Furthermore, they had shown some match in the width and shape of the spaces among the grooves-representing lines, which represent the flattened ridge areas, even in the position, size and shape of any existing hair/hairs or any detail else (Figure 8-13).
Figure 11: The most common problem with the kneeprint collection process is that any slight movement that might happen in the kneejoint during collection, or any slight increase or decrease of knee flexion during the collection, results in some changes in the print that necessitates extra interest to identify the typical prints, which are slightly different in shape.

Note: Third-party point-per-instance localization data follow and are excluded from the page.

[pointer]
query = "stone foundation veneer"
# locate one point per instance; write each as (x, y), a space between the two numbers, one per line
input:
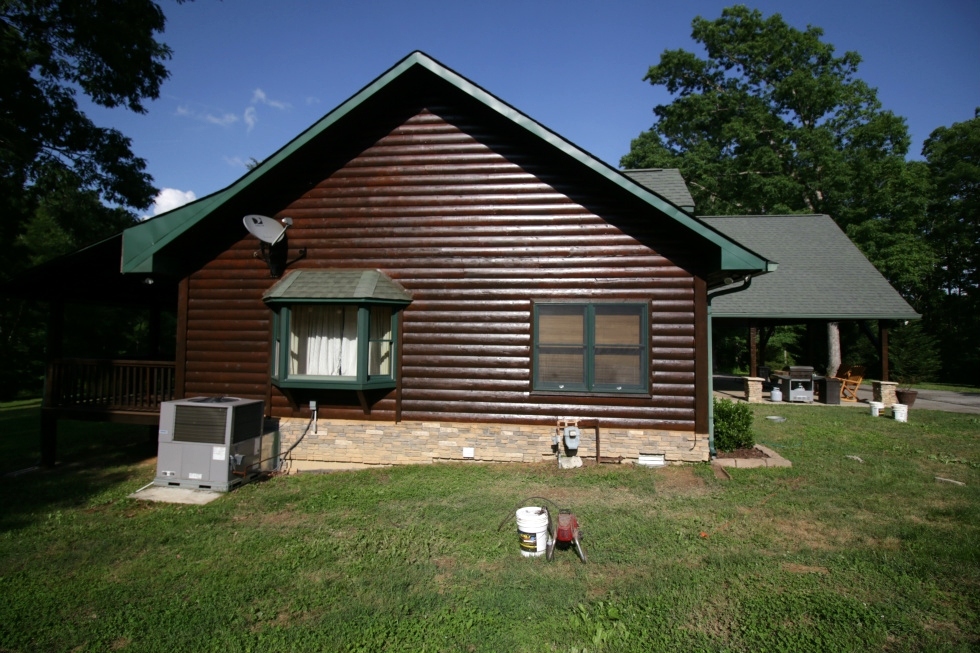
(407, 443)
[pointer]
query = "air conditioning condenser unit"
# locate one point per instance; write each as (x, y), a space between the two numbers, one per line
(214, 443)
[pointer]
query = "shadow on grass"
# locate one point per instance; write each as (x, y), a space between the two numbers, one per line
(93, 458)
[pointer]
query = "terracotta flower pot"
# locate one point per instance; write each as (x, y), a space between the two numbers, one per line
(906, 397)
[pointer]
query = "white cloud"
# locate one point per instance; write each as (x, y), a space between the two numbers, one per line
(259, 97)
(223, 120)
(251, 117)
(168, 199)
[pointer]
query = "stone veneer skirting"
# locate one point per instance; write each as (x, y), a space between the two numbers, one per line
(404, 443)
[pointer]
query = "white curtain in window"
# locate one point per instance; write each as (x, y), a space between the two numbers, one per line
(323, 340)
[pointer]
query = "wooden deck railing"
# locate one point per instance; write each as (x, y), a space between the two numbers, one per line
(108, 385)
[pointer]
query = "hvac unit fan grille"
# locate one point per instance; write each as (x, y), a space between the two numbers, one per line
(200, 424)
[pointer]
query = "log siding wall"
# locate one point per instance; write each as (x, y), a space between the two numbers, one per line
(476, 230)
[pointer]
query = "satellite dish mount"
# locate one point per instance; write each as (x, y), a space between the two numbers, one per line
(273, 243)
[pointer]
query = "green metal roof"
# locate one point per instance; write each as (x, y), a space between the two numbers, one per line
(821, 275)
(337, 285)
(143, 244)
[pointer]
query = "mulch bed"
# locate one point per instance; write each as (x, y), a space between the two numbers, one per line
(742, 453)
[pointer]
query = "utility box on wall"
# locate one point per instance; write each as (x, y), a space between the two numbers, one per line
(213, 443)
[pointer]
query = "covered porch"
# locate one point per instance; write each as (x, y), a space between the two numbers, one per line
(823, 281)
(102, 389)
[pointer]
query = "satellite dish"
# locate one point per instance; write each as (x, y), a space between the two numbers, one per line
(268, 230)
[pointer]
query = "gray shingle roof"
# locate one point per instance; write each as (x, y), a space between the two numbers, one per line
(821, 273)
(321, 285)
(666, 182)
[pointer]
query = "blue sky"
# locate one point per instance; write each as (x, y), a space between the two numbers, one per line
(249, 75)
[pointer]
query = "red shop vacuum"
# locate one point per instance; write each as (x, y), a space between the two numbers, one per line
(562, 535)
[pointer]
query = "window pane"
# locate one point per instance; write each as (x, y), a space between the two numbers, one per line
(618, 325)
(618, 366)
(323, 340)
(561, 365)
(561, 325)
(379, 354)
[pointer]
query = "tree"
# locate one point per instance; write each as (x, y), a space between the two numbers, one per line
(953, 229)
(772, 121)
(49, 51)
(64, 181)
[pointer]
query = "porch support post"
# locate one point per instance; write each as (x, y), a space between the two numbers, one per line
(883, 340)
(154, 333)
(49, 437)
(49, 419)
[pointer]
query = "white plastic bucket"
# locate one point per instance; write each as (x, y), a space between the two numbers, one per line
(900, 412)
(532, 531)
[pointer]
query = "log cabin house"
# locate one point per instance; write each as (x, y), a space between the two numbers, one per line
(456, 281)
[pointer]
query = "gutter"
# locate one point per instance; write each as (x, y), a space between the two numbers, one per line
(725, 290)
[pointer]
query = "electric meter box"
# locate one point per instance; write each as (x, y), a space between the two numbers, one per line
(213, 443)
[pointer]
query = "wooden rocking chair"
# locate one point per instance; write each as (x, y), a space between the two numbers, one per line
(850, 381)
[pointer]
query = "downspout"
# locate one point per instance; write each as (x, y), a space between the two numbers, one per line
(711, 363)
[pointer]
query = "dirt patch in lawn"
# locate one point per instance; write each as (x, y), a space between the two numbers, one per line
(751, 452)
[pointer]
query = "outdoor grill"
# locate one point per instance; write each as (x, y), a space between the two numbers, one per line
(798, 385)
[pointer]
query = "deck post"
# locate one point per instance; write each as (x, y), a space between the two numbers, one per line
(49, 437)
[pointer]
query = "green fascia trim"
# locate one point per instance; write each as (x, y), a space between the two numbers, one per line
(815, 316)
(143, 241)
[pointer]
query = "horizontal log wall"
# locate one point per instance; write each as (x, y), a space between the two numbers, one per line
(473, 226)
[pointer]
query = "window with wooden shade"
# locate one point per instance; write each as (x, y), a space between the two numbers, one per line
(591, 347)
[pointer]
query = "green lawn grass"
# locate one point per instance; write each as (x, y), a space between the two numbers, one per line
(831, 555)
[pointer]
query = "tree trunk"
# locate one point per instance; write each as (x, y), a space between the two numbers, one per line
(833, 348)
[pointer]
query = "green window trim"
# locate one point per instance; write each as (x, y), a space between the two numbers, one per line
(384, 376)
(591, 347)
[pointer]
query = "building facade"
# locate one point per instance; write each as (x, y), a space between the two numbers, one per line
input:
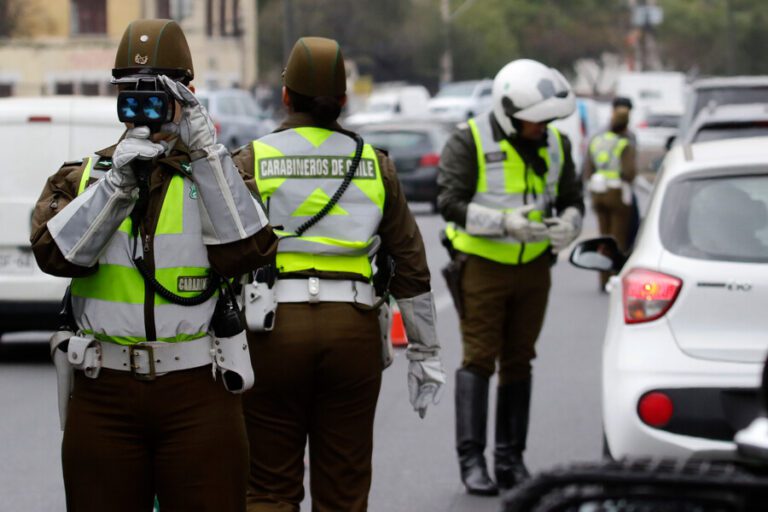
(68, 46)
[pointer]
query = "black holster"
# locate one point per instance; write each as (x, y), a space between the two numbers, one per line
(453, 272)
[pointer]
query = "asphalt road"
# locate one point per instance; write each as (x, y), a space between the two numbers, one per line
(414, 460)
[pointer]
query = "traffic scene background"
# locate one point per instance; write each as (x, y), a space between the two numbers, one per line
(606, 384)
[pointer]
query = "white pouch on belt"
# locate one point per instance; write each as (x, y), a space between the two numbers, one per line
(85, 354)
(260, 304)
(64, 372)
(234, 361)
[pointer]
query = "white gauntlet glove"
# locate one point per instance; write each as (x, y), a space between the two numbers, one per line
(425, 371)
(518, 226)
(195, 128)
(564, 229)
(134, 146)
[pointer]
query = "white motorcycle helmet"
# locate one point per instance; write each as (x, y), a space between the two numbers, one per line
(528, 90)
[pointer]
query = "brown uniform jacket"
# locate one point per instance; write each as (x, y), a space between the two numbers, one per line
(228, 260)
(628, 161)
(400, 235)
(457, 178)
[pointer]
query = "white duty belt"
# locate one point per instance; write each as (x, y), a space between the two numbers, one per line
(145, 360)
(315, 290)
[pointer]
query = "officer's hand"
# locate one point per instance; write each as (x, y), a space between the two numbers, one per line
(425, 382)
(195, 128)
(134, 146)
(564, 229)
(517, 225)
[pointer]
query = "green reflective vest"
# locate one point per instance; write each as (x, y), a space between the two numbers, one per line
(110, 304)
(605, 151)
(297, 172)
(505, 182)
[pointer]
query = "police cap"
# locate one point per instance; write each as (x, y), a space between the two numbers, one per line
(154, 47)
(316, 68)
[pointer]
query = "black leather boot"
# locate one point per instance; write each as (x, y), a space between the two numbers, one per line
(471, 424)
(512, 406)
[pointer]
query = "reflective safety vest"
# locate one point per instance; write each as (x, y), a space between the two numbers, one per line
(110, 304)
(505, 182)
(605, 151)
(297, 172)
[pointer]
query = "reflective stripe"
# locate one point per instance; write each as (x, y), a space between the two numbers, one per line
(297, 172)
(110, 303)
(504, 183)
(605, 150)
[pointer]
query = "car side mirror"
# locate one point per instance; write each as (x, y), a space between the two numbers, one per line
(601, 253)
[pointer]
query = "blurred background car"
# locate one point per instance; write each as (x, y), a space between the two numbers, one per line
(717, 122)
(458, 101)
(390, 103)
(415, 148)
(732, 90)
(685, 340)
(236, 115)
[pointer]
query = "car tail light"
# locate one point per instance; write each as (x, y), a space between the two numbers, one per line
(655, 409)
(429, 160)
(648, 294)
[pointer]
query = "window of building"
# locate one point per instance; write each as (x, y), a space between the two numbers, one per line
(89, 16)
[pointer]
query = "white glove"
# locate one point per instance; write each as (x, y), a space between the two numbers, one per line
(134, 146)
(425, 382)
(564, 229)
(517, 225)
(195, 128)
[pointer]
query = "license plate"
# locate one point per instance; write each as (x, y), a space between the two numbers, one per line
(17, 262)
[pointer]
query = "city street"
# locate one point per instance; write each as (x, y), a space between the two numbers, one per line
(415, 466)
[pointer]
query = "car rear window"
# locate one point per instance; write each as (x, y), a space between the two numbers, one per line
(717, 218)
(400, 142)
(722, 131)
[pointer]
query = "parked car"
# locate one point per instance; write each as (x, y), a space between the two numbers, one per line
(392, 104)
(415, 148)
(236, 116)
(458, 101)
(686, 336)
(67, 128)
(718, 122)
(733, 90)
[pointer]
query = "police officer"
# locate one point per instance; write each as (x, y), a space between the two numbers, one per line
(337, 201)
(609, 170)
(147, 414)
(508, 190)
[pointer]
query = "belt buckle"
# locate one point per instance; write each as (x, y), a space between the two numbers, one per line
(150, 350)
(313, 287)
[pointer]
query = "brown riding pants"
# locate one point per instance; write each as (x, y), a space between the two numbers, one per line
(318, 375)
(180, 437)
(504, 308)
(613, 218)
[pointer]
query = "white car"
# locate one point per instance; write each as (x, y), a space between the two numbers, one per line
(687, 330)
(37, 135)
(458, 101)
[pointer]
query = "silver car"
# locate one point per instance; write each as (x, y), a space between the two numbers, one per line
(236, 115)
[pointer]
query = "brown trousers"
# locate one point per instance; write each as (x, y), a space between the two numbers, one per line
(318, 375)
(504, 308)
(613, 218)
(180, 437)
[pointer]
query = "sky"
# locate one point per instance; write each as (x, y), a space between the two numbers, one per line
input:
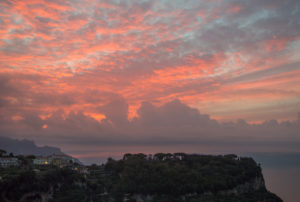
(99, 78)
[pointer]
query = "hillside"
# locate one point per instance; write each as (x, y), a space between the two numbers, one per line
(162, 177)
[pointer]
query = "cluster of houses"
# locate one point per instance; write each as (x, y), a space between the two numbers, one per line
(55, 160)
(8, 161)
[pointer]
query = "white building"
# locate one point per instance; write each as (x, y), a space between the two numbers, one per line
(41, 161)
(8, 161)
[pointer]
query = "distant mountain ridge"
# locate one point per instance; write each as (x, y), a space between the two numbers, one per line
(26, 147)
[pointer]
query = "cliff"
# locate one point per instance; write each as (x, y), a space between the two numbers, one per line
(139, 178)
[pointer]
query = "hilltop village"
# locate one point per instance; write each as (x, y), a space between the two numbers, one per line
(177, 177)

Figure 12: Some of the problems, which are commonly encountered during kneeprint identification are the disparity of color between both prints and or the thickening of grooves-representing lines of one print. They are due to the decrease or increase of either the dye concentration or the pressure exerted during print collection, respectively.
Figure 13: Despite disparity of color and slight change of the spaces between grooves-representing lines, by meticulous examination, comparable prints could be identified. The slight change in the space between grooves-representing lines results from any slight change of degree of knee flexion during collection of prints.

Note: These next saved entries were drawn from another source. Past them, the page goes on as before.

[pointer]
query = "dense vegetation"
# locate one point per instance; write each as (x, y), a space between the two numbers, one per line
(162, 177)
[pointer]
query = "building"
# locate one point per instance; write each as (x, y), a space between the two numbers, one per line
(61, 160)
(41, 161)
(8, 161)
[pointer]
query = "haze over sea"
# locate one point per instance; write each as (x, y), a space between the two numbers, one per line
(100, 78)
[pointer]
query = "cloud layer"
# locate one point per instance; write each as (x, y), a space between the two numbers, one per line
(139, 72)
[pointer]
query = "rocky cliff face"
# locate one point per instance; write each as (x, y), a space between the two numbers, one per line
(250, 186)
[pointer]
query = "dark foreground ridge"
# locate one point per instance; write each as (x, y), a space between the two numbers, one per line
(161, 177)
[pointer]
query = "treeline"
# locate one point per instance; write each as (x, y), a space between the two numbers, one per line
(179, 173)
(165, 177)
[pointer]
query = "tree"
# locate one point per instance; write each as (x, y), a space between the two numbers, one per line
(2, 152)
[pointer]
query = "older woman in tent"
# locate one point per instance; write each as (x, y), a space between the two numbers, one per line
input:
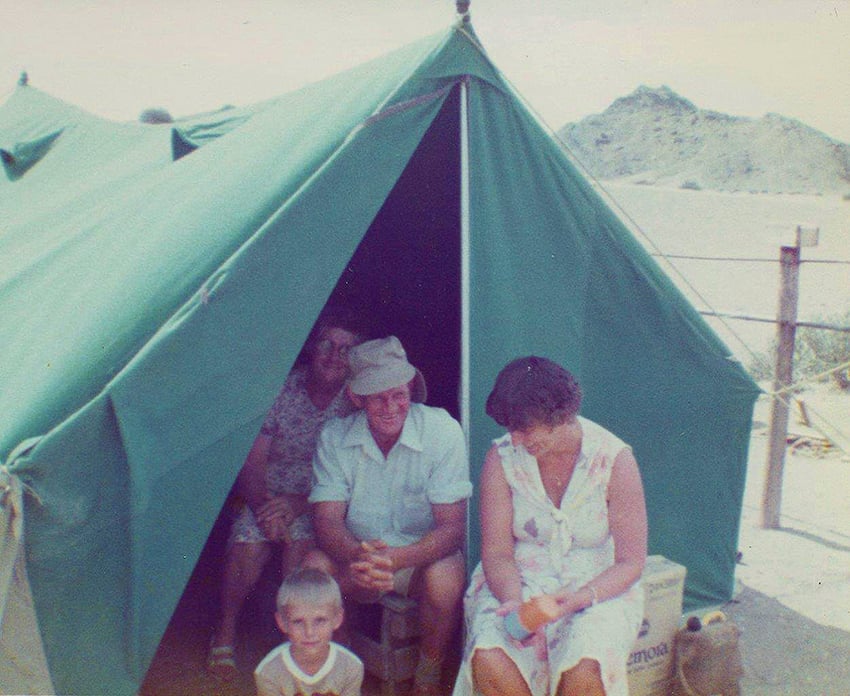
(555, 604)
(276, 477)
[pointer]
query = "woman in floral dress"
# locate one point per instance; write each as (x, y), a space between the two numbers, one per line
(276, 477)
(562, 514)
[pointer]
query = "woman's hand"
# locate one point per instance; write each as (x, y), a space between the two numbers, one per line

Matching areas were saved in pairs and re-examined again in a second session to make sure of the typicality and stability of such kind of prints and any other clear areas of any two typical prints were further compared to confirm typicality.
Despite absence of any previous work related to knee prints as a potential tool in identification, this does not rule out their potential role in personal identification especially in cases when other prints are missing. Knee print is actually a big-sized print relative to any print else and this makes it impossible to examine it as one mass this makes it different from fingerprints. Therefore, it was thought that its identification would better be achieved by dividing it into several rectangular areas and comparing such individual areas side by side after their magnification. The match in case of identification of any knee print can probably be considered when the typical match of one or more of its individual rectangular areas is attained. Knee prints, despite the problems confronted with their collection of having more or less mutilated areas, were suitable for examination, so they might be helpful in circumstances when it is necessary to resort to comparing such kind of prints. Under meticulous and detailed examination, each print looks, for some degree, distinguished from others in the configuration of its minute details at least at some areas.

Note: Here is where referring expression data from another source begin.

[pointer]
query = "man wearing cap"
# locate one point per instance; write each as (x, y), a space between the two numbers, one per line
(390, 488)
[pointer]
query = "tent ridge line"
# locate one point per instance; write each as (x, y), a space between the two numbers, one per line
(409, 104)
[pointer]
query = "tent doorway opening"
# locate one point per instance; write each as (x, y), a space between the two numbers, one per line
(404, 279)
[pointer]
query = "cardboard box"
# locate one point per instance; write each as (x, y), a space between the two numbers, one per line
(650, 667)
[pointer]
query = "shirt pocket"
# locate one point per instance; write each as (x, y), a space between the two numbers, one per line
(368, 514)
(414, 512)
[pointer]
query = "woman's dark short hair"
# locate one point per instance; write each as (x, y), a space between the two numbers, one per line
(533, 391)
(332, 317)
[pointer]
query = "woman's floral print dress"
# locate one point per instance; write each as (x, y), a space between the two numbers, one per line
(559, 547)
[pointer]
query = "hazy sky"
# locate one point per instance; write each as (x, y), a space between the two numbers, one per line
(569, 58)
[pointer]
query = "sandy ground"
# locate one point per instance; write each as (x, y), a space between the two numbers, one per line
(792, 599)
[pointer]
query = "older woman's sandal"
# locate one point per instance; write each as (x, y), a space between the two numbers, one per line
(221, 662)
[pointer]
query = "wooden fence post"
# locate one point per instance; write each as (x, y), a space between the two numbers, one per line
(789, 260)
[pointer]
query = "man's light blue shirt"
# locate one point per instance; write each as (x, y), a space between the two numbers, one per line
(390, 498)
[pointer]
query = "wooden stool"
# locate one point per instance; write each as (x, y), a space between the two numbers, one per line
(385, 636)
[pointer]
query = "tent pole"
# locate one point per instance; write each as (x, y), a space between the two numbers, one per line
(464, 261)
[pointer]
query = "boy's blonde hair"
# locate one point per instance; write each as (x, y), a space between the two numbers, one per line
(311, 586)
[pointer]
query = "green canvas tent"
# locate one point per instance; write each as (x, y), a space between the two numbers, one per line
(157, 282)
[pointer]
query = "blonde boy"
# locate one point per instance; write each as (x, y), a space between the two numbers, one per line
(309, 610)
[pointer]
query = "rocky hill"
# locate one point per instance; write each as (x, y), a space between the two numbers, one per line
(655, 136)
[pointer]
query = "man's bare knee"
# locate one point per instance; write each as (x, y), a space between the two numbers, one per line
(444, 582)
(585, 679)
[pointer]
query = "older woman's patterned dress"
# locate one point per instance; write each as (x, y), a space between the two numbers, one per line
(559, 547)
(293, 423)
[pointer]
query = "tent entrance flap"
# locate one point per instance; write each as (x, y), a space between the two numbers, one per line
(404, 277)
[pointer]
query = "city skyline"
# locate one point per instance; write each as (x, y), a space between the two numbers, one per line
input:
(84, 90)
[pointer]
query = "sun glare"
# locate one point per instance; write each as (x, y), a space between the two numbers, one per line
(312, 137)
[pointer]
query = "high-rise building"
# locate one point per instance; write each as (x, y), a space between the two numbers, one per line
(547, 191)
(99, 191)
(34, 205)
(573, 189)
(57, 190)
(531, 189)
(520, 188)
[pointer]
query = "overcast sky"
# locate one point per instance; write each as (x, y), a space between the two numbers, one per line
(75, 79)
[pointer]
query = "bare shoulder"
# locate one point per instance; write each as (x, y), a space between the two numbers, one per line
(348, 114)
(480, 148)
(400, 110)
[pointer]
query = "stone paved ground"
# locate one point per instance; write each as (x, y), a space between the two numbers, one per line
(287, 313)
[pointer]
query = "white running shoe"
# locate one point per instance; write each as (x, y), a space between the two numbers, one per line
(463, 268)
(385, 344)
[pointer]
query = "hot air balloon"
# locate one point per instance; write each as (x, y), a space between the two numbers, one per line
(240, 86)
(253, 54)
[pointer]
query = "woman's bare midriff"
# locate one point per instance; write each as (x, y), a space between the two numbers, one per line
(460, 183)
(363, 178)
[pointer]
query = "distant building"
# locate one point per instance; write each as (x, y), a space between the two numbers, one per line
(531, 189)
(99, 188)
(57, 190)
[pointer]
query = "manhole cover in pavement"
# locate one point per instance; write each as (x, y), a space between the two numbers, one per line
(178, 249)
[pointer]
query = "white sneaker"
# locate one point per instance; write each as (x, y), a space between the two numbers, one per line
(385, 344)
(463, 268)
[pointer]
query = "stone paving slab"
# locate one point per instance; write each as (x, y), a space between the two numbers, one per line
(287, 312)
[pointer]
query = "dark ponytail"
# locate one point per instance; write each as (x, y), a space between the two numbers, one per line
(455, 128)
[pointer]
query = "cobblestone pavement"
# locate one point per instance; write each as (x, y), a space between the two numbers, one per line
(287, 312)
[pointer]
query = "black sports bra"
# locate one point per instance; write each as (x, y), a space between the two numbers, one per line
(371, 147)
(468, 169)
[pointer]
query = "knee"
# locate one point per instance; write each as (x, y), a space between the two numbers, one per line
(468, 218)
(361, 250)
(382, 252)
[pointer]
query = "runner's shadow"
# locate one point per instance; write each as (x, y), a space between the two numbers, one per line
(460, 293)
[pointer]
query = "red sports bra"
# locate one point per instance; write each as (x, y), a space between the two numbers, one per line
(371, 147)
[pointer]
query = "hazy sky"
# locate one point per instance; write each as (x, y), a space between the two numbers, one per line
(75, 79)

The following points should be considered in case of comparing two knee prints: Shape of the lines representing grooves. Size and shape of the areas representing flattened ridges among the grooves lines. Any peculiarity in shape or any specific marks that might help in identification such as shape, size and direction of crossing hairs also should be considered.
Despite the difficulty of identifying a particular knee print rectangular area within more than thousand areas related to the other knee prints, it was possible by time and experience to get used to comparing different knee prints and identifying any including and excluding points. This work was considered as a pilot experiment just to check the possible variability of knee prints among different individuals and to study its potential role in personal identification. Therefore, testing was restricted to adult males only.
In the present paper, representing pilot study of knee print, the percentage of identified prints of the positive control group was 70% (14 out of 20), however, this percentage would probably been improved by adopting the friction ridge enhancement measures and improving their collection methods.